You soundtracked my darkest hours. I came to you when my broken thoughts started to sew themselves back together. I opened to you when I couldn’t do it with anyone else, when I lived in my private hell alone. I told people about you, and whether or not they believed me was up to them: those who did supported me; those who didn’t challenged me. I protected you and your privacy from those who challenged me. And then, like magic—slowly, but surely, you opened up to me.

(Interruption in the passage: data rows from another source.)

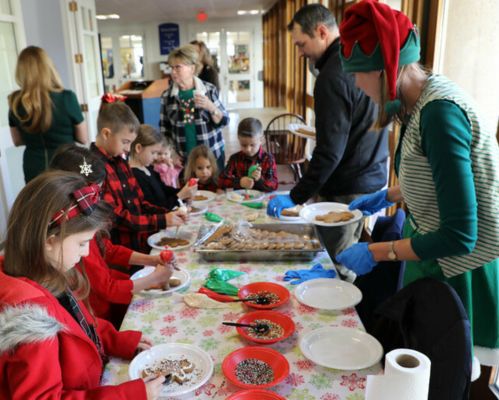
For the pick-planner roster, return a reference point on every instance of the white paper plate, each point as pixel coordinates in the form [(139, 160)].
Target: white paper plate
[(183, 275), (203, 368), (294, 128), (341, 348), (201, 210), (309, 212), (182, 234), (237, 196), (206, 193), (328, 294)]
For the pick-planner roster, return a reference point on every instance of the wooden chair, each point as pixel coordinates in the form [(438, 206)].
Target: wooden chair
[(287, 148)]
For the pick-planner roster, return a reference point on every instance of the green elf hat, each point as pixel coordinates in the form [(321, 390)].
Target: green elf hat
[(374, 37)]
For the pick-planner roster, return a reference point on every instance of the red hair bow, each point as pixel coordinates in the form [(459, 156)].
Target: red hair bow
[(85, 200), (112, 98)]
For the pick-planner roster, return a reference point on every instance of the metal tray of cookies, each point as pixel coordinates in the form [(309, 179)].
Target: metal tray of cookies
[(306, 232)]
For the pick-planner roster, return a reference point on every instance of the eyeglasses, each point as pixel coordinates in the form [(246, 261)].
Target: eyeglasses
[(178, 67)]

You will always make my toes curl. You will always make my heart hammer inside my chest. You will always put that tickling feeling in my tummy. I will never not want to touch you, to hug you, to feel you against me. I still want you to model for me: to strip yourself of your clothes and let me draw your beautiful body, because I’ve long known that my pencils do the talking more than my lips ever will. I recently considered merely flying up to Bainbridge Island to find you, and the two of us could have lunch or a cup of coffee together. Just you and me, but I don’t know how you’d feel about it, and who knows? Maybe Mama Shepherd would want to join us. I still want you to write a song about Chris and I’m hoping Matt and Kim have aces high up their sleeves for what’s to come in the remainder of this decade and beyond. But for now, there’s this.
This is honest to God my favorite picture of you. I’ve had this picture forever it seems. When I lived in Oregon, I had it positioned in such a way that you were the first thing I looked at when I woke up in the morning and the last thing I saw before I fell asleep. I’ve drawn it a total of four times and I could never comprehend why I’ve always been so fascinated by this one. But about a year ago, I came to a consensus that it showed me you are not “the angry rocker”. You are not that unfair label of the enraged little pissant who likes to throw his basses and flip the bird at unruly audience members. This picture showed me that you are soft, that you are tender, that you have a soul, that there is more to you than just the strange, scandalous motions on stage and the cathartic screams in Otis and Mike; there is more to the 6′5″ intense behemoth behind the curtain.
There are four things now that I associate you with:
first and foremost is Nirvana. Every song, be it from the Fecal Matter demos to Teen Spirit; every aspect from Foo Fighters to Hole to the Melvins to Kurt saying “I think ‘oh, oh, oh’ means ‘shut up, Krist’; I associate it all with you, the man who nearly made my namesake, one of the most famous trios in history a quartet.
The second thing is this song. I can’t explain it but it always makes me think of you.
The third thing is this picture of me. Originally a black and white photo, I played with a bit to fit into the autumnal color theme on my Twitter. I was going to send the black and white version to you. I washed and brushed my hair and then put on my pink flannel over my favorite bra. I wanted to look sexy for you.
The fourth thing is this quote from Lemony Snicket:
“I love no one but you, I have discovered, but you are far away and I am here alone. Then this is my life and maybe, however unlikely, I’ll find my way back there. Or maybe, one day, I’ll settle for second best. And on that same day, hell will freeze over, the sun will burn out, and the stars will fall from the sky.”
You crawled forth onto this beautiful planet a half of a century ago, in the heart of the psychedelic era, in one of the most turbulent years in history, and yet you came out the other side, still tall and brooding like the Headless Horseman, a Byronic hero straight out of a Charlotte Bronte novel, still everything to me.